Could it be that Luxembourg, a competitor for Australia's candidacy for a temporary seat at the UN Security Council, is seeking an opportunity to lobby for more votes? And is this really any stranger than Rudd speaking at the African Union?

The members of the Pacific Islands Forum (excluding Fiji) committed to support Australia's candidacy for a 2013-14 temporary seat at the UN Security Council in 2008 and reiterated that support last year. Canberra would hardly have been counting on Suva's vote, and an invitation to the MSG was never in prospect. But the Department of Foreign Affairs and Trade might want to check that Port Moresby, Honiara and Port Vila remember their commitments.
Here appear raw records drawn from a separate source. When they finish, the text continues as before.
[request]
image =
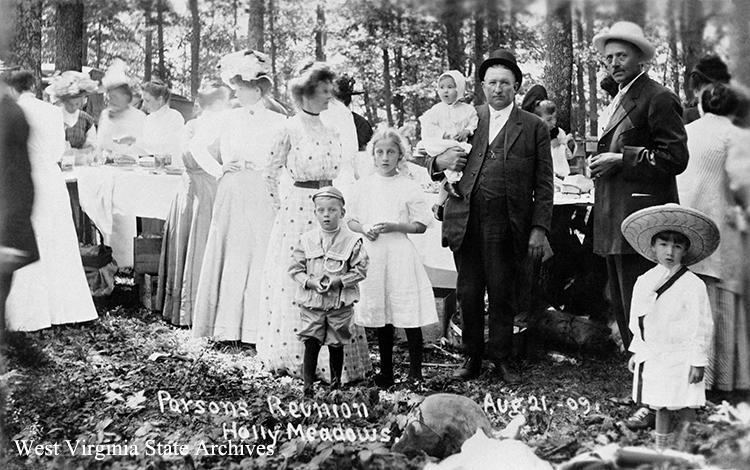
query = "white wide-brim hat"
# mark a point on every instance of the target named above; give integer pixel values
(248, 64)
(641, 226)
(628, 32)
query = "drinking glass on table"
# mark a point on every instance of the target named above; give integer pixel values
(160, 162)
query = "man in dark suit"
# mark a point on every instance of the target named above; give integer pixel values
(641, 149)
(503, 217)
(642, 146)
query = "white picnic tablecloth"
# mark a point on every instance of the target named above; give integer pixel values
(113, 197)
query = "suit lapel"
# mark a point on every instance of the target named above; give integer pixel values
(512, 128)
(626, 104)
(483, 130)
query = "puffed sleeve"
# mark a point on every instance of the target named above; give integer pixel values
(207, 133)
(353, 197)
(704, 326)
(430, 121)
(416, 205)
(738, 166)
(276, 163)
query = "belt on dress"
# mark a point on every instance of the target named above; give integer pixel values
(313, 184)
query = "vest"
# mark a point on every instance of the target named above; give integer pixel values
(491, 180)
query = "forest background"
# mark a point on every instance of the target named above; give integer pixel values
(395, 49)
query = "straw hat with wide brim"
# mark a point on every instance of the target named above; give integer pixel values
(628, 32)
(641, 226)
(247, 64)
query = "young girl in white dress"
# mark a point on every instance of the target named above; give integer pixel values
(670, 315)
(385, 206)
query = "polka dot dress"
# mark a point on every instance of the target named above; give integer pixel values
(311, 152)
The strenuous efforts of the Parliamentary Secretary for Pacific Island Affairs, Richard Marles, in flying the Australian flag all over the Pacific are undoubtedly constructive and praiseworthy, but only partly compensate for the Foreign Minister's lack of attention.

Rudd is yet to visit any Pacific Island country as Foreign Minister. His last bilateral visit to the region - to PNG and Solomon Islands - was in March 2008 as prime minister. Other visits as PM included Niue for the 2008 Pacific Islands Forum and PNG for a special meeting on Fiji inJanuary 2009.

Pacific Island governments could hardly fail to notice the absence of Australia's Foreign Minister from their shores while he pursues new friends further afield. They may conclude that courting new friends should be their priority, too.

2 comments:

UGLY & BASE said...

@ keeping an eye on the neighbourhood...

Interesting little word 'ugly'.

We use it daily and often: too much that is ugly? Who knows that it is derived from 'uggligr' to be feared: 'ugga' fear (Old Norse). It can mean since 1440: "repulsive to the imagination, unpleasant to contemplate: morally repulsive; base, degraded, vile (Middle English). Yes, so much that is ugly and vile. It has been so since 1987.

In 2001, those who had sworn affidavits in the Fiji Court of Appeal Case and who attended in court to hear it argued (March 2001) saw Geoffrey Robertson QC and Professor George Williams win their appeal. They won the appeal "hands down". Then the Utter Ugliness was permitted to seep in again? What manner of justice was this? Think long and think well about it. In 1888 it was said:

"The one person who comes out of that strife with an ugly stain upon his shield, was the Prime Minister".

In 1896 "The clever promptitude with which they manage the brutes who look at all ugly". (Shorter Oxford)

This last is obviously and self-evidently not apt?

who's who said...

@ UGLY & BASE

You speak in riddles. Translate into plain English please.